Logo Header Antaranews Kepri

LAN: Latsar CPNS Kepri bentuk ASN profesional

Rabu, 10 Juni 2026 07:54 WIB
Image Print
Penutupan Pelatihan Dasar (Latsar) CPNS Pemprov Kepri 2026 di Aula Wan Seri Beni, Pulau Dompak, Tanjungpinang, Selasa (9/6/2026). ANTARA/HO-Diskominfo Kepri

Tanjungpinang (ANTARA) - Lembaga Administrasi Negara (LAN) Republik Indonesia menegaskan Pelatihan Dasar Calon Pegawai Negeri Sipil (Latsar CPNS) tahun 2026 di lingkungan Pemerintah Provinsi Kepulauan Riau (Kepri) bertujuan membentuk aparatur sipil negara (ASN) yang berkarakter dan profesional.

"Latsar bukan sekadar proses memenuhi persyaratan administratif sebagai ASN, melainkan pembentukan karakter dan profesionalisme aparatur negara," kata Deputi Bidang Penyelenggaraan Pengembangan Kapasitas ASN Tri Widodo Wahyu Utomo saat menutup Latsar CPNS Pemprov Kepri 2026 di Aula Wan Seri Beni Dompak, Tanjungpinang, Selasa.

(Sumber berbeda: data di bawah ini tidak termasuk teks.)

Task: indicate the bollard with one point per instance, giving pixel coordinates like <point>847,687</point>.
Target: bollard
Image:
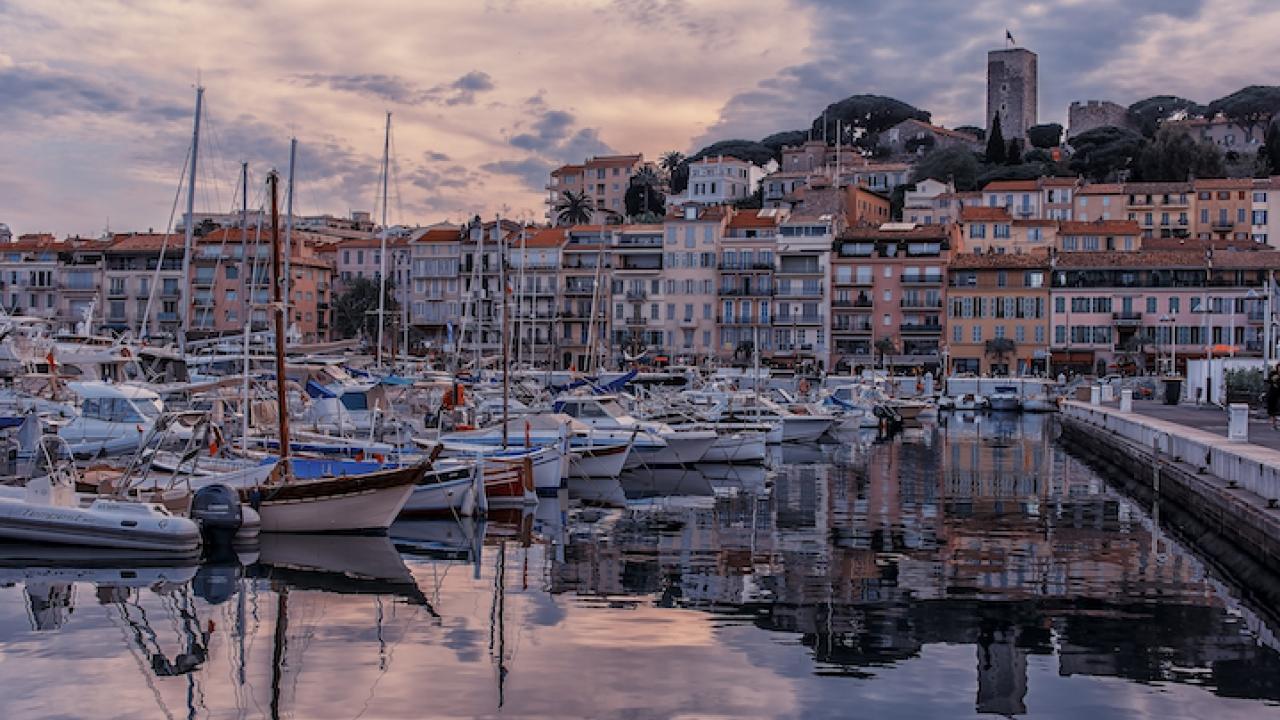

Tri Widodo menyampaikan apresiasi kepada seluruh peserta yang telah menyelesaikan rangkaian pelatihan. Ia menegaskan Latsar menjadi fondasi awal bagi ASN untuk memahami peran, fungsi, dan tanggung jawab sebagai pelayan publik.

Ia meminta para peserta yang telah lulus untuk menjaga integritas, disiplin, dan semangat belajar sepanjang karier sebagai aparatur sipil negara. Menurut dia, tantangan birokrasi ke depan membutuhkan ASN yang adaptif, inovatif, dan kolaboratif.

“Jadilah ASN yang mampu menghadirkan solusi, menjaga kepercayaan publik, dan menjunjung tinggi nilai-nilai dasar ASN dalam setiap tugas,” ujarnya.

Sementara itu, Sekretaris Daerah Provinsi Kepulauan Riau Misni menegaskan orientasi utama ASN adalah pelayanan kepada masyarakat.

Ia menyebut ASN harus memberikan kemudahan, kecepatan, dan kepuasan dalam setiap layanan yang diberikan kepada publik.

Misni juga mengingatkan di era keterbukaan informasi, setiap layanan publik menjadi sorotan masyarakat sehingga ASN wajib bekerja sesuai prosedur, standar operasional prosedur (SOP), dan petunjuk teknis yang berlaku.

“Jika tidak bekerja sesuai SOP dan ketentuan, sangat mudah bagi masyarakat untuk menyampaikan kritik melalui berbagai platform,” kata Misni.

Kepala Badan Kepegawaian dan Pengembangan Sumber Daya Manusia (BKPSDM) Kepri Any Lindawati melaporkan Latsar CPNS tahun 2026 diikuti 571 peserta dari berbagai instansi di wilayah tersebut.

Peserta terdiri atas 84 orang dari Pemerintah Provinsi Kepri, 47 orang Komisi Pemilihan Umum (KPU) Kepri, satu orang Pemerintah Kota Tanjungpinang, 41 orang Pemerintah Kabupaten Bintan, 98 orang Pemerintah Kabupaten Karimun, 163 orang Pemerintah Kabupaten Lingga, 17 orang Pemerintah Kabupaten Natuna, serta 121 orang Pemerintah Kabupaten Kepulauan Anambas.

Penilaian peserta Latsar dilakukan melalui empat komponen, yakni evaluasi sikap dengan bobot 15 persen, evaluasi akademik 20 persen, evaluasi aktualisasi 50 persen, dan evaluasi penguatan kompetensi bidang 15 persen. Peserta diwajibkan memenuhi nilai ambang batas atau passing grade 70.

“Dari 571 peserta, sebanyak 570 orang dinyatakan lulus. Satu peserta dari Kabupaten Lingga tidak lulus karena mengundurkan diri sebagai CPNS,” ujar Any.